The first half of 2012 was the hottest Jan-June period in the contiguous US states since record-keeping began 118 years ago, according to the National Oceanic and Atmospheric Administration (NOAA)*.

Overall, it was 4.5 degrees Fahrenheit above normal across the contiguous U.S., a record-breaker brought on by aberrantly warm springtime months followed by a sizzling June in a wide swath of the U.S., encompassing the Northeast, Ohio River Valley and the Great Plains. The South and Southwest also experienced above normal temperatures.

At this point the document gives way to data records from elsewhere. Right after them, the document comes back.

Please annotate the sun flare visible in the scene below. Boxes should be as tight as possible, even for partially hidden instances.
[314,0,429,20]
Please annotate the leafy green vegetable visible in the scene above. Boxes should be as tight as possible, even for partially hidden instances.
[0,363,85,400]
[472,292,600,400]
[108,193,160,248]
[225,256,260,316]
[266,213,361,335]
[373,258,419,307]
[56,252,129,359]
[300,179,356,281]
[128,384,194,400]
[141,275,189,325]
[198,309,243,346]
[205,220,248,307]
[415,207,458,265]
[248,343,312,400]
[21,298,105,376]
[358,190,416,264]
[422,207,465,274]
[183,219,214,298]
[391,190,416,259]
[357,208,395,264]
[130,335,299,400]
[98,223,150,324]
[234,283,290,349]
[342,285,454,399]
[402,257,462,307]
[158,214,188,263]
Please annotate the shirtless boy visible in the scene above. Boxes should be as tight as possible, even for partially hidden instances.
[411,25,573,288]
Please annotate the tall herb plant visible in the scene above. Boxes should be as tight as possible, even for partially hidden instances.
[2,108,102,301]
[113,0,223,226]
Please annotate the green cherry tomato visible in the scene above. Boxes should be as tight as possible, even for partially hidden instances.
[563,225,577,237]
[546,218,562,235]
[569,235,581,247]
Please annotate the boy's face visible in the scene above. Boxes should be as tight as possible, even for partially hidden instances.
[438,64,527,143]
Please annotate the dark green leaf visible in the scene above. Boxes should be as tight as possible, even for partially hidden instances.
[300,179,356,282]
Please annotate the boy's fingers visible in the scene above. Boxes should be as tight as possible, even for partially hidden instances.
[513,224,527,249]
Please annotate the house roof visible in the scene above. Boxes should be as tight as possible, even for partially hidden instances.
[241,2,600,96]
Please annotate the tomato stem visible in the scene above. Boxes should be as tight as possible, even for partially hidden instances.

Twenty-seven states recorded their hottest ever first half of the year. They are:

Arkansas — 4.5 degrees above normal

Colorado — 6.4 degrees above normal

Connecticut — 5.2 degrees above normal

Delaware — 5.3 degrees above normal

Illinois — 5.9 degrees above normal

Indiana — 5.5 degrees above normal

Iowa — 7 degrees above normal

Kansas — 6.1 degrees above normal

Kentucky — 4.3 degrees above normal

Maryland — 4.8 degrees above normal

Massachusetts — 4.6 degrees above normal

Michigan — 6.2 degrees above normal

Missouri — 6 degrees above normal

Nebraska — 6.2 degrees above normal

New Hampshire — 5.3 degrees above normal

New Jersey — 4.9 degrees above normal

New York — 5.4 degrees above normal

North Carolina — 2.9 degrees above normal

Ohio — 5.3 degree above normal

Oklahoma — 4.9 degrees above normal

Rhode Island — 4.3 degrees above normal

South Dakota — 7.2 degrees above normal

Tennessee — 4.1 degrees above normal

Texas — 3.5 degrees above normal

Vermont — 5.4 degrees above normal

Virginia — 3.7 degrees above normal

Wisconsin — 7 degrees above normal

* NOAA is reporting these Jan.-June averages as “preliminary” because data continues to be collected. “Above normal” is calculated against the average 20th Century temperature norms for a given location.